In this sense, the Modi government’s proximity to Israel harkens back to the previous BJP-led National Democratic Alliance. In 2000, for instance, BJP leader L.K. Advani was the first senior Indian minister to visit Israel since the 1992 establishment of diplomatic ties between the two countries. An Indo-Israeli joint working group on terrorism was formed that year, and in 2003, then national security advisor Brajesh Mishra delivered a speech at the American Jewish Committee underlining the potential for cooperation among India, Israel and the United States in fighting Islamist extremism.
Once the Congress Party–led United Progressive Alliance government came to power in 2004, however, Indo-Israeli ties mostly disappeared from the headlines. This was by design; in 2010, the Indian Ministry of External Affairs refused to allow Congress Party MP Mani Shankar Aiyar to ask questions about the Indo-Israeli defense relationship in parliament on the grounds that it pertained to a “state secret.” At other points during the UPA’s tenure, Israel and India openly clashed. This was the case, for instance, when Indian president Pratibha Patil called on Israel to withdraw from Golan Heights as a primary condition for peace. Despite this public bickering, Indo-Israeli strategic ties remained rock solid. In fact, in the wake of the Mumbai attacks, India’s defense purchases from Israel increased so much that Tel Aviv briefly replaced Russia as New Delhi’s largest defense supplier in 2009.

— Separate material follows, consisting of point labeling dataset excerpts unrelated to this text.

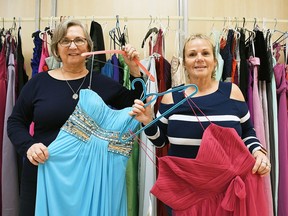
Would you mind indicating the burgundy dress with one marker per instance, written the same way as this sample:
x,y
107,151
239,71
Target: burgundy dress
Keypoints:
x,y
218,182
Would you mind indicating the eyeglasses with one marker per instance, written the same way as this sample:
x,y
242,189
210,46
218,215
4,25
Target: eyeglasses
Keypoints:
x,y
78,41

In other words, the key difference between the secular Congress Party-led coalition and the one led by the Hindu nationalist BJP lies in their public-relations management of the bilateral relationship. The former publicly downplays strategic ties between India and Israel, while the latter loudly champions its defense and strategic cooperation with Tel Aviv. Beyond these semantics, however, the Congress Party and the BJP maintain largely similar ties with the Jewish state.

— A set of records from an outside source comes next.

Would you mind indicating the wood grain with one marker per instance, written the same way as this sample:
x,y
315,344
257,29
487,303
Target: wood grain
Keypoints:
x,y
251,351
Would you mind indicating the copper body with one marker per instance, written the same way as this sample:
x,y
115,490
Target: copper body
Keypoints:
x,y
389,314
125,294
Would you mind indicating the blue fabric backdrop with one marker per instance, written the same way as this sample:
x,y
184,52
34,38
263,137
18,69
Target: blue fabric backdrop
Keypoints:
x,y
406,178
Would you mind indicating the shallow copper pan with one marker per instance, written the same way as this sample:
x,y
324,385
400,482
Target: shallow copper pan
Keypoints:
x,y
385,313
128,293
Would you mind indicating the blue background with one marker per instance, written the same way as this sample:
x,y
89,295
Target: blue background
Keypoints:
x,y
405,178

Not surprisingly, then, as Narendra Modi prepared to take office, think tanks in Washington and New Delhi predicted that Indo-Israeli relations would once again become more visible. After all, the Modi government’s anti-Islam, anti-Pakistan, anti-terrorism and pro-business positions are compatible with its public enunciation of deeper defense, strategic and economic ties with Tel Aviv. Furthermore, given his historic win and the weak and fractured nature of the opposition, Narendra Modi is nearly able to single-handedly coordinate the future direction of India’s foreign policy. This allows him and his government to magnify Indo-Israeli relations in public.
Which isn’t to say that Indo-Israeli ties aren’t currently expanding, as they are and are likely to continue to do so for the foreseeable future. New Delhi is currently Israel’s largest arms customer, and talks are underway for the conclusion of a free-trade agreement that would increase bilateral trade many times over.
In addition, Israel has hailed India as a strategic partner in Asia, while China as merely a trading partner. With Modi entrenched in power, and strategic interests aligned, we are poised to see India and Israel expand on their already-strong relationship.
Jayita Sarkar is a Stanton Nuclear Security Postdoctoral Fellow at the Belfer Center for Science and International Affairs of Harvard University’s John F. Kennedy School of Government.